Türk Harf Devrimi, halkı cehalete iten değil, cehaletten kurtaran bir kültür devrimidir. Atatürk’ün öncülüğünde gerçekleştirilen bu reform, bir milletin kendi dilini doğru biçimde okuyup yazabilmesini sağlamış, eğitimde fırsat eşitliği yaratmış ve Cumhuriyet’in modernleşme sürecini hızlandırmıştır. “Bir gecede cahil kaldık” iddiası, tarihsel ve sosyolojik verilerle desteklenmeyen, ideolojik bir karşı çıkıştan ibarettir. Gerçekte, Türk toplumu bir gecede cahilleşmemiş, tam tersine aydınlanma yolunda dev bir adım atmıştır.

Kaynakça

1. Atatürk, M. K. (2002). Nutuk. Ankara: Türk Tarih Kurumu Yayınları.
2. Atatürk, M. K. (1997). Söylev ve Demeçler (Cilt 2). Ankara: Atatürk Araştırma Merkezi.

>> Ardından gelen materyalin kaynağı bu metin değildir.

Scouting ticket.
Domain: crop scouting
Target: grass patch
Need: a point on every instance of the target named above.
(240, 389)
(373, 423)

3. Türkiye Cumhuriyeti Resmî Gazetesi (1928). Türk Harflerinin Kabul ve Tatbiki Hakkında Kanun, 1 Kasım 1928, Sayı: 1030.

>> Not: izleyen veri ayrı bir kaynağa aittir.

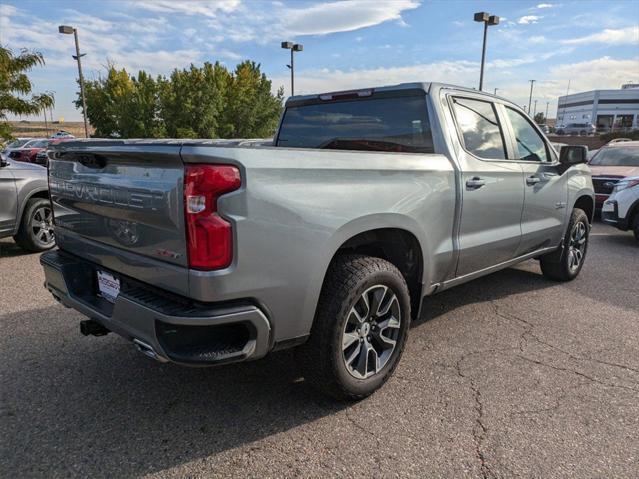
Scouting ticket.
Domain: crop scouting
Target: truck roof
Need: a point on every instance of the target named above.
(426, 86)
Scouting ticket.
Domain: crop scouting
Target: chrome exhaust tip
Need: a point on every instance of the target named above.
(148, 350)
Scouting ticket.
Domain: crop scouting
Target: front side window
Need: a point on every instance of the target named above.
(396, 124)
(530, 144)
(481, 132)
(616, 156)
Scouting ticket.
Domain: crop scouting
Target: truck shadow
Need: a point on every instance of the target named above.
(75, 406)
(490, 288)
(83, 406)
(9, 249)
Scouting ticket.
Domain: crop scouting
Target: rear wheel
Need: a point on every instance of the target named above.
(360, 327)
(36, 227)
(566, 263)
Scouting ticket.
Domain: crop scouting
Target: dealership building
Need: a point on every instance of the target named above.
(606, 109)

4. Akyüz, Y. (2019). Türk Eğitim Tarihi (M.Ö. 1000 – M.S. 2019). Ankara: Pegem Akademi Yayıncılık.
5. Berkes, N. (1973). Türkiye’de Çağdaşlaşma. Ankara: Bilgi Yayınevi.

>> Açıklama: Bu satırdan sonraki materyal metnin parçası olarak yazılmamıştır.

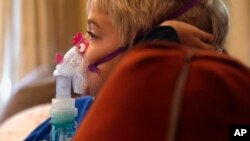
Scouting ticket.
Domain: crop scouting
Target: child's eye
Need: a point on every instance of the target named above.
(91, 36)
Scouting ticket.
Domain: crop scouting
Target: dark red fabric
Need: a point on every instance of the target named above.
(134, 104)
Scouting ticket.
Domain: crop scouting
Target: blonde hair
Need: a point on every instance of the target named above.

6. İnan, A. (1969). Medeni Bilgiler ve M. Kemal Atatürk’ün El Yazıları. Ankara: Türk Tarih Kurumu Yayınları.
7. Lewis, G. (1999). The Turkish Language Reform: A Catastrophic Success. Oxford: Oxford University Press.
8. Mardin, Ş. (1991). Türk Modernleşmesi. İstanbul: İletişim Yayınları.
9. Shaw, S. J. & Shaw, E. K. (1977). History of the Ottoman Empire and Modern Turkey, Vol. 2: Reform, Revolution, and Republic. Cambridge: Cambridge University Press.
10. Tekeli, İ. & İlkin, S. (2000). Cumhuriyetin Harf Devrimi. Ankara: Türkiye İş Bankası Kültür Yayınları.
11. Zürcher, E. J. (2004). Modernleşen Türkiye’nin Tarihi. İstanbul: İletişim Yayınları.
12. Tanpınar, A. H. (2011). 19. Asır Türk Edebiyatı Tarihi. İstanbul: Dergâh Yayınları.
13. Gökalp, Z. (1976). Türkçülüğün Esasları. Ankara: MEB Yayınları.